The White Sox bullpen already figured to be one of the main storylines in everybody's first-half retrospectives, but just in case somebody might have forgotten about them, Javy Guerra provided a reminder heading into the All-Star break.
After the Sox offense broke through against the Cleveland bullpen for two runs in the top of the eighth, the Indians returned the favor, as Yan Gomes' two-run homer made the difference.
In Guerra's defense, he received two different kinds of batted-ball luck over his first two batters. Nick Swisher led off, and his soft liner flare off the end of the bat cleared Conor Gillaspie's head for a weak single. Gomes followed by inside-outing a ball to right. With a good right fielder out there, it looked like a deep flyout off the bat. With Dayan Viciedo out there, it looked like a double. But the wind carried it just over the wall in right for a go-ahead homer, and even Gomes was surprised.

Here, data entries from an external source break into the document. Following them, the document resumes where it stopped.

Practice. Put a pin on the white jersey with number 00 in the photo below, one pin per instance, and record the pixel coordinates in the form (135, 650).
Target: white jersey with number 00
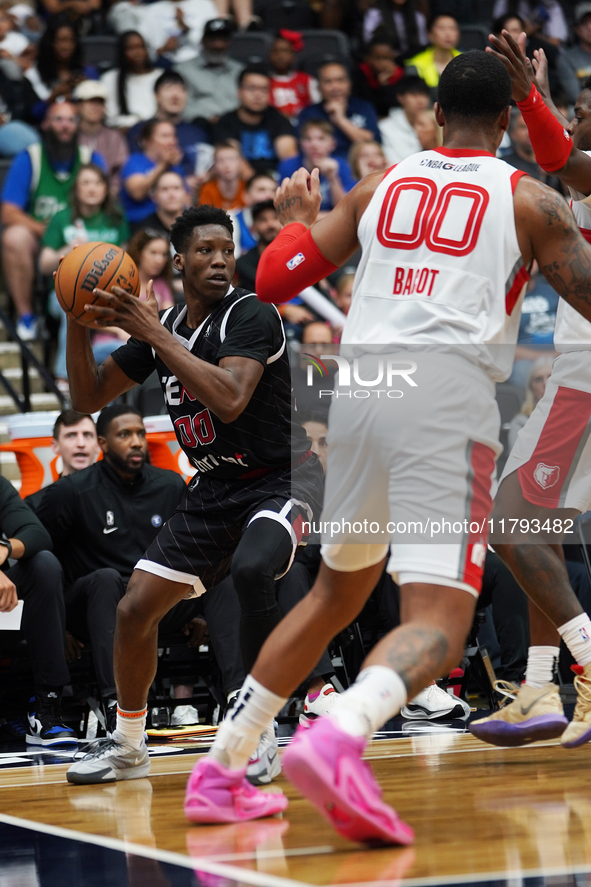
(441, 264)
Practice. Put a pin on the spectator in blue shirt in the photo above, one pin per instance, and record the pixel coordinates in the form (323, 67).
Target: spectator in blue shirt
(161, 152)
(37, 186)
(318, 144)
(171, 99)
(354, 119)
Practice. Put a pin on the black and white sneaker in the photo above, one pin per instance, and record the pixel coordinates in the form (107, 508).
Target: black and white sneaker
(46, 727)
(110, 760)
(432, 703)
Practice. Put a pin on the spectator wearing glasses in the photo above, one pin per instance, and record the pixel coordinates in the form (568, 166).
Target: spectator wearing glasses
(264, 135)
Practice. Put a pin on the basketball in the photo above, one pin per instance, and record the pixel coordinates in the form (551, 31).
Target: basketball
(93, 266)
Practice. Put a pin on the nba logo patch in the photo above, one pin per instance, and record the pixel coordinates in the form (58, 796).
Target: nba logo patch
(297, 260)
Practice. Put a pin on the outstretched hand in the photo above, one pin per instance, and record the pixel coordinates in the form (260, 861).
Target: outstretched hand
(298, 199)
(512, 55)
(120, 308)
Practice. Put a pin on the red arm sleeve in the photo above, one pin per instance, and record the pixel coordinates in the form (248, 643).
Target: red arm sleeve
(290, 264)
(551, 143)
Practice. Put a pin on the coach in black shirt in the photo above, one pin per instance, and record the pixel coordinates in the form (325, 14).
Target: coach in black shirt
(101, 520)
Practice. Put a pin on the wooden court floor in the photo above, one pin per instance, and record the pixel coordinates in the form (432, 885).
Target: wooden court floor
(480, 813)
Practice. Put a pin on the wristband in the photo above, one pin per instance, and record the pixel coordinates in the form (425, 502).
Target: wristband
(290, 264)
(551, 142)
(4, 540)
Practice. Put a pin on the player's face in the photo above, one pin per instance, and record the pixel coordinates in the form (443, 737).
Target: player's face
(580, 125)
(317, 432)
(125, 445)
(208, 265)
(77, 445)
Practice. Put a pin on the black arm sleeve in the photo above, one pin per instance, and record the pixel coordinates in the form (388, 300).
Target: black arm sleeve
(18, 521)
(254, 330)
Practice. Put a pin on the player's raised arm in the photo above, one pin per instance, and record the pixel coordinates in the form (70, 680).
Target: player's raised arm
(548, 233)
(306, 251)
(552, 143)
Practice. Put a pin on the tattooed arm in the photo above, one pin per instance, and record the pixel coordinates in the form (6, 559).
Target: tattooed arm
(547, 232)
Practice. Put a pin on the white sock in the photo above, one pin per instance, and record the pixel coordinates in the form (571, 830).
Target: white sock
(130, 726)
(576, 634)
(541, 662)
(377, 694)
(239, 733)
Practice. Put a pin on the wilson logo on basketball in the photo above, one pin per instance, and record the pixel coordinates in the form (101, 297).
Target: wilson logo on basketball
(546, 476)
(97, 270)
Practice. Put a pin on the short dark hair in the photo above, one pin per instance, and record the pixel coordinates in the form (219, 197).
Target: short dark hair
(67, 419)
(112, 412)
(169, 77)
(474, 86)
(412, 83)
(252, 69)
(194, 217)
(261, 207)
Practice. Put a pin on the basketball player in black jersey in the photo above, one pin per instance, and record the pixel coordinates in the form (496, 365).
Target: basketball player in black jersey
(224, 370)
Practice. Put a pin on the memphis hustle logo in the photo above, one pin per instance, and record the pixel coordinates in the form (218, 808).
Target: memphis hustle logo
(97, 270)
(348, 381)
(546, 476)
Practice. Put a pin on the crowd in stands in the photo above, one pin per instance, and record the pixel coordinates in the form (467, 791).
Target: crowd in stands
(115, 150)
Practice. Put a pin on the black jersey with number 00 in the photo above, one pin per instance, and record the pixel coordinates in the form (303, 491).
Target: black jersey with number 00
(263, 435)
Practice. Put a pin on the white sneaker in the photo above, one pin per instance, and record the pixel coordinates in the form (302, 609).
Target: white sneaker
(265, 764)
(323, 704)
(108, 761)
(432, 703)
(184, 716)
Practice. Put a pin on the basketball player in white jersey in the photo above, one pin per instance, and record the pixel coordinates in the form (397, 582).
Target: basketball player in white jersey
(547, 477)
(447, 237)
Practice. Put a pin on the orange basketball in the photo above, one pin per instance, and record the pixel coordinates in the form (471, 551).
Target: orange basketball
(89, 266)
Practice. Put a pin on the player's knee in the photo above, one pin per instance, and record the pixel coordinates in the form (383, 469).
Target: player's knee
(254, 577)
(107, 582)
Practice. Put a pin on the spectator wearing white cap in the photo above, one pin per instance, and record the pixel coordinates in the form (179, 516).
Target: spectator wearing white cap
(91, 97)
(574, 65)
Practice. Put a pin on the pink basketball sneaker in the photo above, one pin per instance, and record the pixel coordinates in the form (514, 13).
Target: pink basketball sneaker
(216, 794)
(325, 764)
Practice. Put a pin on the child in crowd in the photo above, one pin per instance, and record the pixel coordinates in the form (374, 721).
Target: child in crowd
(291, 90)
(150, 250)
(365, 158)
(226, 189)
(317, 145)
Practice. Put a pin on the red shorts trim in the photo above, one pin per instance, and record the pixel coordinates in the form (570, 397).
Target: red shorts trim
(543, 477)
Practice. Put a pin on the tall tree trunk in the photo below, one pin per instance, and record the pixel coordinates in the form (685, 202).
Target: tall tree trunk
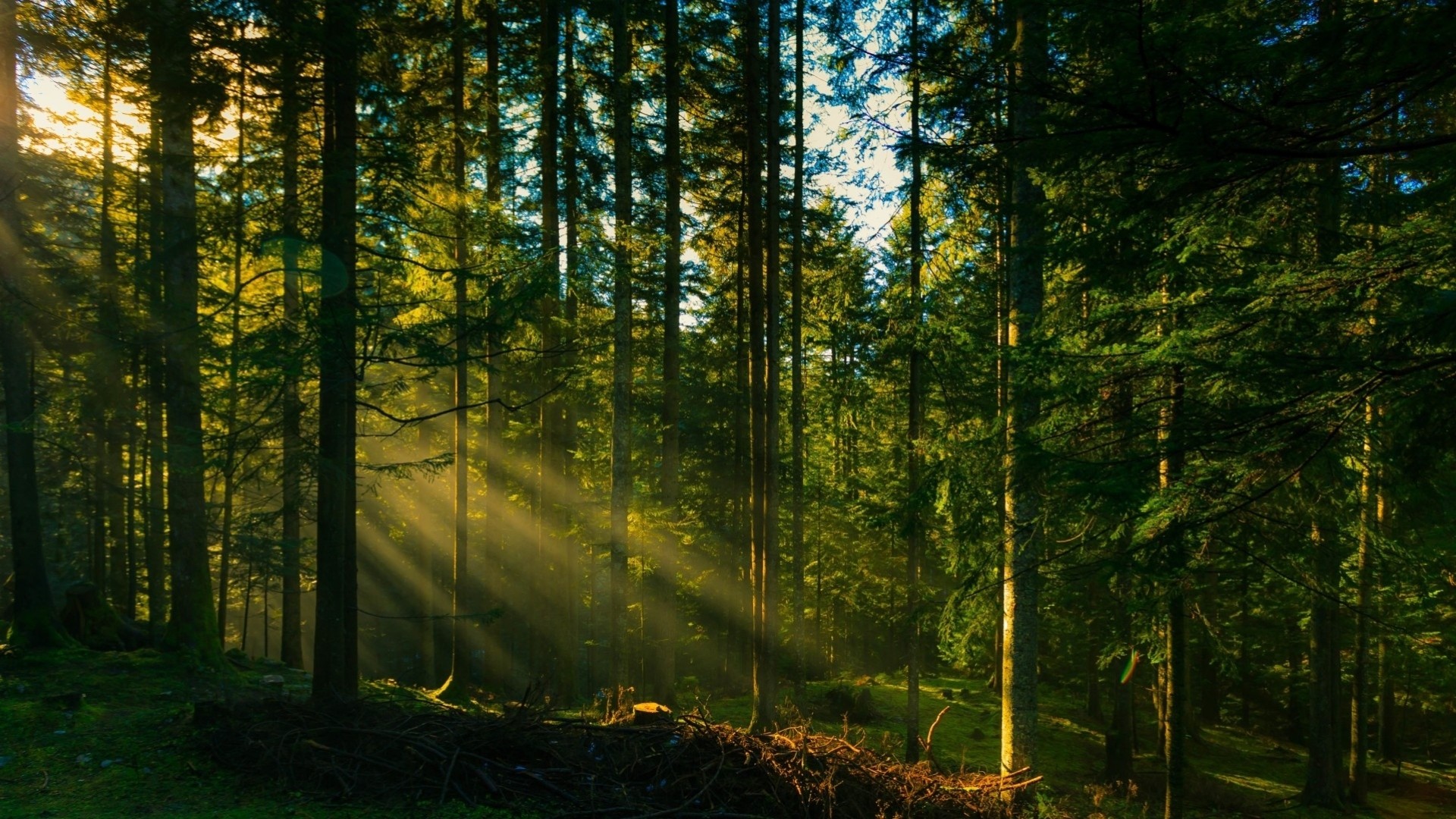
(663, 648)
(620, 340)
(774, 300)
(571, 191)
(290, 111)
(1324, 774)
(1177, 701)
(1210, 694)
(797, 363)
(156, 512)
(130, 513)
(1120, 733)
(1359, 672)
(235, 341)
(739, 632)
(495, 417)
(335, 645)
(111, 385)
(1018, 746)
(758, 369)
(193, 623)
(34, 621)
(460, 626)
(552, 475)
(913, 523)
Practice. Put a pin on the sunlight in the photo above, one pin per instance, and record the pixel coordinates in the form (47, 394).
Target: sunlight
(66, 126)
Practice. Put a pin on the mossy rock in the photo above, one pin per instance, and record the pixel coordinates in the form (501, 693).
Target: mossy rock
(91, 620)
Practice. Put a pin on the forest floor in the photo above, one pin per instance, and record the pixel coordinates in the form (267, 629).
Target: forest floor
(88, 733)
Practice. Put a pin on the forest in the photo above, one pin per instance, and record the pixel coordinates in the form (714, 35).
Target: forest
(753, 376)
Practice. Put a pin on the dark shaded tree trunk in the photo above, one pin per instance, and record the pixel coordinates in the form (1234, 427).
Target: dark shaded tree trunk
(335, 645)
(797, 365)
(495, 381)
(1120, 732)
(290, 110)
(1324, 774)
(1359, 672)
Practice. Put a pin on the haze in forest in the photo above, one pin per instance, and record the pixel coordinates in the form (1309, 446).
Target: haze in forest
(654, 352)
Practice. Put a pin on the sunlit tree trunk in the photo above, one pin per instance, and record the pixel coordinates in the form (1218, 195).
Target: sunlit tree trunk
(797, 363)
(620, 338)
(1025, 287)
(1324, 773)
(36, 621)
(495, 417)
(913, 523)
(739, 556)
(193, 621)
(156, 510)
(460, 627)
(111, 388)
(1175, 697)
(758, 371)
(1365, 567)
(663, 646)
(774, 379)
(571, 193)
(335, 651)
(551, 469)
(235, 341)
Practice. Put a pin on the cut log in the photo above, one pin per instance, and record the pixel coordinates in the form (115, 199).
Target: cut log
(651, 714)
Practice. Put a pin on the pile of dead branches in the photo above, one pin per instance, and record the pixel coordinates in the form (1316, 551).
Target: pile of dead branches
(383, 751)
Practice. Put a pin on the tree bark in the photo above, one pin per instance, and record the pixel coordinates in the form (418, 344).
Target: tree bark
(1324, 774)
(156, 512)
(34, 621)
(663, 645)
(193, 623)
(1359, 672)
(913, 523)
(622, 338)
(460, 626)
(290, 111)
(235, 343)
(335, 657)
(1025, 289)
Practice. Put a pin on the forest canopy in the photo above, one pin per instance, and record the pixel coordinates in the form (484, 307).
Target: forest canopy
(601, 347)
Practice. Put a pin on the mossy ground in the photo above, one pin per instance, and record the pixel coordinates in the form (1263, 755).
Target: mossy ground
(128, 748)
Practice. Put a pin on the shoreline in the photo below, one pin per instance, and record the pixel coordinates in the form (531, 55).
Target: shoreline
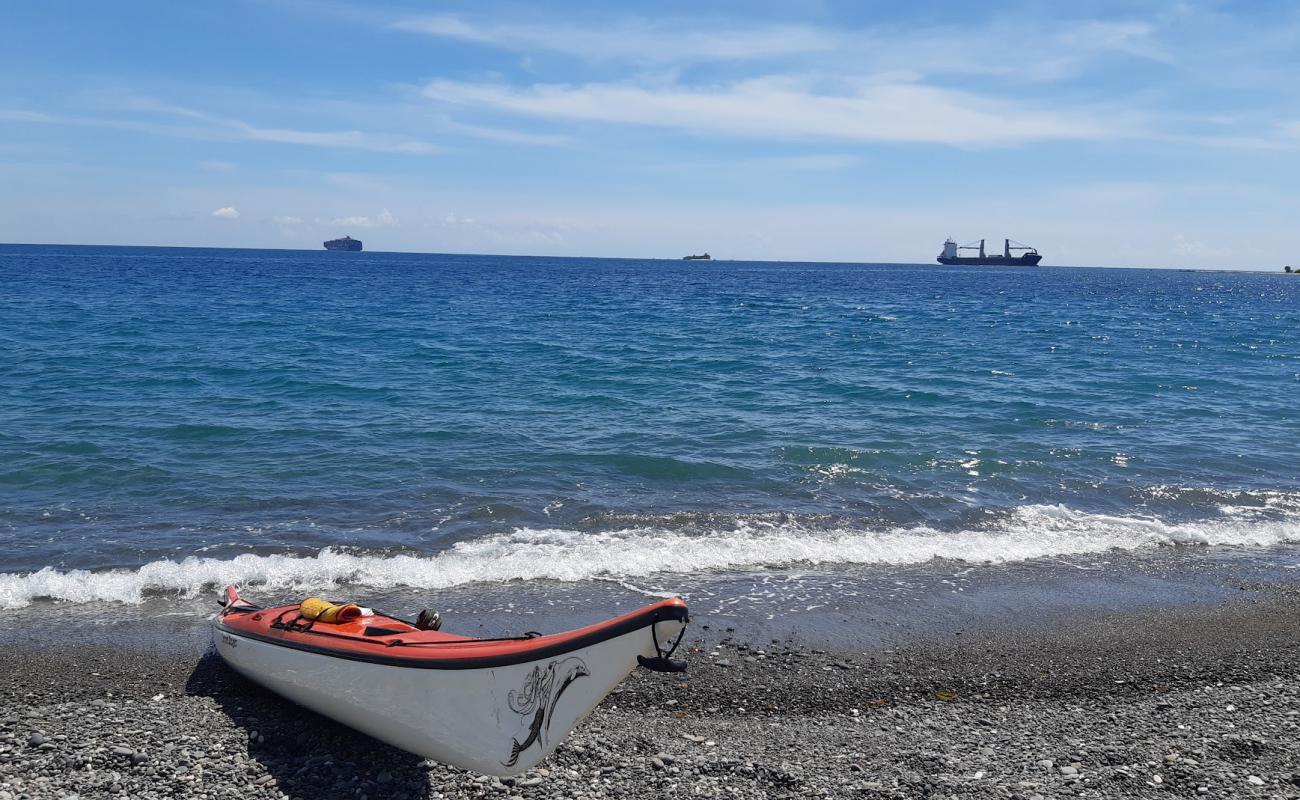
(1197, 695)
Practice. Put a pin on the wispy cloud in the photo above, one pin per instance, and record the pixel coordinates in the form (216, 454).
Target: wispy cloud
(384, 219)
(1057, 48)
(785, 108)
(640, 40)
(215, 128)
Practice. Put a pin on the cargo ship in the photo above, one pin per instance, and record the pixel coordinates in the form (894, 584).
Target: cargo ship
(1028, 256)
(345, 243)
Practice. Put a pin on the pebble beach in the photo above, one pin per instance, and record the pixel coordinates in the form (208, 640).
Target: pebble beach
(1166, 703)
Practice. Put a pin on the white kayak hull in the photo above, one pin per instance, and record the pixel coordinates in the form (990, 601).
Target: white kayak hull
(498, 720)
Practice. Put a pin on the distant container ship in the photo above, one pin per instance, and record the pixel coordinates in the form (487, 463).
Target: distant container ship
(345, 243)
(1028, 256)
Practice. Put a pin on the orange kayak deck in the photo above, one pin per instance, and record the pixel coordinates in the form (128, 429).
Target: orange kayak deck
(386, 640)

An inning after the Sox bats got John Danks off the hook, they couldn't do the same for Guerra against Cody Allen. who set down the heart of the order groundout-strikeout-strikeout for the save.
Had the bullpen protected the lead, Cleveland fans would've had their own reasons to gripe. Bryan Shaw took over in the eighth trying to protect Trevor Bauer's bid for a win, but he suffered death by singles up the middle. Conor Gillaspie started the rally with a one-out base hit, moved to second on a wild pitch, and scored on Gordon Beckham's single in a similar direction.
But the Sox weren't done. Beckham moved to second on Tyler Flowers' swinging bunt, and then came around to score when Leury Garcia's grounder bounded under Jason Kipnis' piss-poor backhand effort. Kipnis probably should've made the play, and he definitely should've knocked it down, but he came down with a case of "old man back," and Beckham scored to give the Sox the briefest of 2-1 leads.
Up until that point, the Sox were on the losing end of a pitchers' duel. They had their chances against Bauer -- five baserunners over the first two innings -- but Bauer's strikeout stuff (he fanned a career-high 10) neutralized the traffic on the basepaths. The Sox helped him out, too, as Gillaspie was doubled off first on a flyout down the left-field foul in the second inning. That play required a great throw by Mike Aviles and a lack of awareness on Gillaspie's part. Thanks to the TOOTBLAN, the Sox managed to pull off the unfortunate no-runs-on-three-hits inning.
Danks had to battle himself, and somehow escaped allowing just one run over seven innings. He was lucky to limit the damage in the second inning -- four consecutive Indians reached with one out (walk, single, single, error), but Danks struck out Aviles and Kipnis with the bases loaded to leave Cleveland wanting more.
Danks slipped out of similar trouble in the fourth, getting a popout and a groundout to strand runners on second and third. He also loaded the bases in the sixth with two outs, but Asdrubal Cabrera grounded out to end the threat.
He finished his day with a 1-2-3 seventh, which lowered his ERA on the season to 3.99. In contrast to the bullpen, that's a first-half story everybody's happy to write.
*Carlos Sanchez made an MLB debut to forget: 0-for-5 with two strikeouts and an error at shortstop.
*The only White Sox hitter to avoid striking out today? You guessed it -- Flowers. He picked up his second double of July with a squibber that bounced off first base, and that's two more doubles than he had in June.